Untuk mengenal cara berpikir Ibn Arabi, perlu juga diketahui bahwa orang Arab secara historis tidak memiliki budaya tapi hanya memproduksi syair dan untaian kata. Mereka tidak memiliki karya tulis, (hasil karya) pemikiran, sedemikian sehingga Allah menyebut mereka sebagai “ummiyiin” atau orang-orang yang buta huruf. Oleh sebab itu, bahasa yang mereka pakai merupakan bahasa yang murni (asli) tanpa intervensi karakteristik budaya bangsa-bangsa pemakainya. Selain pengguna bahasa Arab terdiri dari berbagai bangsa, kita ketahui juga bahwa di Madinah (Yastrib) pada masa itu terdapat bangsa Yahudi, Afrika, berbagai suku Arab, dan sebagainya.
Dengan hampir tidak adanya budaya dari beragam bangsa itu yang mempengaruhi makna atau etimologi bahasa Arab, maka ia merupakan bahasa murni yang bisa dipakai oleh siapa saja. Mengapa qari (pembaca Alqur’an) Indonesia suaranya bisa sama dengan “makharij” orang yang lahir di tanah Arab? Inilah kekhasan dan keluarbiasaan bahasa Arab. Jadi bahasa Arab itu sendiri dalam dirinya – ketika Allah pilih sebagai bahasa Al-Qur’an – adalah suatu mukjizat. Mungkin inilah salah satu makna ayat yang berbunyi: “Dan sesungguhnya telah Kami mudahkan Al-Qur’an untuk pelajaran (dan pengingatan), maka adakah orang yang mau mengambil pelajaran?”(QS. 54: 17).

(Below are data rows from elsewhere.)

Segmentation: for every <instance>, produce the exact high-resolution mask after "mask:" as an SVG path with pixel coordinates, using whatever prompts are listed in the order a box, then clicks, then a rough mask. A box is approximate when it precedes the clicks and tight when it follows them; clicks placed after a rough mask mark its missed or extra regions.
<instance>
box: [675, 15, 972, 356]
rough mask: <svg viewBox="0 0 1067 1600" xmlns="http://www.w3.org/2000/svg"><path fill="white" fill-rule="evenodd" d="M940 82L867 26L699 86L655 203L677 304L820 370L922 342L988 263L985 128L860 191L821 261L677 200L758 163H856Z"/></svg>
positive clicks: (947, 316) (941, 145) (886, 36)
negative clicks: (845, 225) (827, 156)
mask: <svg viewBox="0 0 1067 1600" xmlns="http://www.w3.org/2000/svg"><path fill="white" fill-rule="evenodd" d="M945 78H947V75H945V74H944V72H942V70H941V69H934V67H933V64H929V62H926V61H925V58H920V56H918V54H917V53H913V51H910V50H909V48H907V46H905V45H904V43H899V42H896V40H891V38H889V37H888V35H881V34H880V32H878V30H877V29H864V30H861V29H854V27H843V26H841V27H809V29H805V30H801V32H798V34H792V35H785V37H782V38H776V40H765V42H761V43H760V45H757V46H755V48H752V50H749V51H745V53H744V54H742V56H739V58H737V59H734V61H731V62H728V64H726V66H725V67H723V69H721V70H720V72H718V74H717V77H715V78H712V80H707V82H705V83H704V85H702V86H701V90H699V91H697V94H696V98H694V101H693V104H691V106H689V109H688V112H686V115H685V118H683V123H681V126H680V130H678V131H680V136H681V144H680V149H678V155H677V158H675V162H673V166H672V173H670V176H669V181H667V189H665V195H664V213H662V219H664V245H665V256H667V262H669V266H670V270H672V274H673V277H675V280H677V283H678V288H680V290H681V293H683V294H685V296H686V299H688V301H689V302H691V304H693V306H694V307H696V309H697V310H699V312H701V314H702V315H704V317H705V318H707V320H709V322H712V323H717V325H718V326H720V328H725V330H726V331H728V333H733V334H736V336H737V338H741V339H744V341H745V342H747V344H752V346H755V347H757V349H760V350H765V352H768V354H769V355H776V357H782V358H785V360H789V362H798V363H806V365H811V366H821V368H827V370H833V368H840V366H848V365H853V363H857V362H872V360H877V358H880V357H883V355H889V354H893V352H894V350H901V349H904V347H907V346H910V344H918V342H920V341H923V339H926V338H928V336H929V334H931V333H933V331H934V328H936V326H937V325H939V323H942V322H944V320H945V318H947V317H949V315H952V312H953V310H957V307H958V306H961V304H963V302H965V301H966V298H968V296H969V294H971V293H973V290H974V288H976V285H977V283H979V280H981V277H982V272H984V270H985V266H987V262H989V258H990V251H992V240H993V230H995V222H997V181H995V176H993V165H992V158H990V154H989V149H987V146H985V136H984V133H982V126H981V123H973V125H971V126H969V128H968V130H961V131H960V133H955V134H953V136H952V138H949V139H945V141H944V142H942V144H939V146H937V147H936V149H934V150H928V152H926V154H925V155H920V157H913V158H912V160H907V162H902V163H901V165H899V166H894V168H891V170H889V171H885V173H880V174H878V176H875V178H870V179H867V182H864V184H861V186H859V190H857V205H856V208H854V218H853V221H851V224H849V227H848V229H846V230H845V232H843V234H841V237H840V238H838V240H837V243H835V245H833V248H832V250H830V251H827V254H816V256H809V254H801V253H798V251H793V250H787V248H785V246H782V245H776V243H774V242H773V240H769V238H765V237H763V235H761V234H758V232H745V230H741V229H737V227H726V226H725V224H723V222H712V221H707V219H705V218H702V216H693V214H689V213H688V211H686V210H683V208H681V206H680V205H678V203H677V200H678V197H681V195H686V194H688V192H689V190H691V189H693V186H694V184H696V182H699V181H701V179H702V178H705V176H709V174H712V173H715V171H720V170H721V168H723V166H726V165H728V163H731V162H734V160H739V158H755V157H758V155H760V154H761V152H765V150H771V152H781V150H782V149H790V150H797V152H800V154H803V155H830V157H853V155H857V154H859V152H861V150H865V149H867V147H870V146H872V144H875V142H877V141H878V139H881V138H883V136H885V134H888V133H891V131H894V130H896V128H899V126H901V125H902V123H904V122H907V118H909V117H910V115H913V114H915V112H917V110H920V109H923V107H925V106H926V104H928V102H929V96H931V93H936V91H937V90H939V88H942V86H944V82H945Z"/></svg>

Begitu mudahnya orang bisa menyebut, mengungkap, menghafal, dan memahami kalimat-kalimat Arab di dalam Al-Quran ini sedemikian sehingga orang dari Sulawesi Barat bisa mengucapkan sama persis seperti orang di tanah Arab yang jaraknya ribuan kilometer. Ketika orang yang bukan dari tanah Arab membaca Al-Quran, ia bisa seperti orang Arab. Demikianlah kekuatan bahasa Arab.
Sebagaimana dijelaskan sebelumnya, bahasa Arab itu terdiri dari huruf-huruf. Dalam kaidah bahasa Arab yang mengatakan “ziadatun mabani tadullu ala ziadatin ma’ani” yang berarti huruf satu ditambah huruf lainnya akan menambah makna dari huruf tersebut. Implikasinya, huruf ‘ba’ memiliki makna ‘dengan’, atau bisa berarti ‘bersama’, ‘di dalam’, ‘disebabkan’ dan lain-lain. Ketika ditambah ‘ismullah’ dan menjadi ‘bismillah’, bisa dibayangkan berapa makna yang timbul dari kata itu. Dan kata ‘ism’ itu sendiri ada ‘musytak’-nya, masdar-nya, bisa di-saraf-kan dan bahasa inilah yang dipakai secara imajinatif oleh Ibn Arabi. Nyaris mustahil bagi orang yang ingin memahami Ibn Arabi tapi tidak menggunakan pintu bahasa Arab ini.
Toshihiko Izutsu memiliki kepakaran dalam bidang “permainan bahasa” ala Ibn Arabi. Bisa dikatakan, Toshihiko memiliki kepekaan semantik dan cita rasa bahasa yang baik. Karenanya, dia mulai mempresentasikan pemikiran Ibn Arabi dengan mengatakan bahwa, bagi Ibn Arabi, apapun yang kita lihat, rasakan, dengarkan, dan semua kita yang saling bertatapan saat ini adalah “mimpi”. Tentu, sebagai seorang literalis, Ibn Arabi berpijak pada hadis ini: “Annasu niyamun idza maatuu intabahuu” yang berarti semua manusia tidur, barulah terbangun setelah mereka mati.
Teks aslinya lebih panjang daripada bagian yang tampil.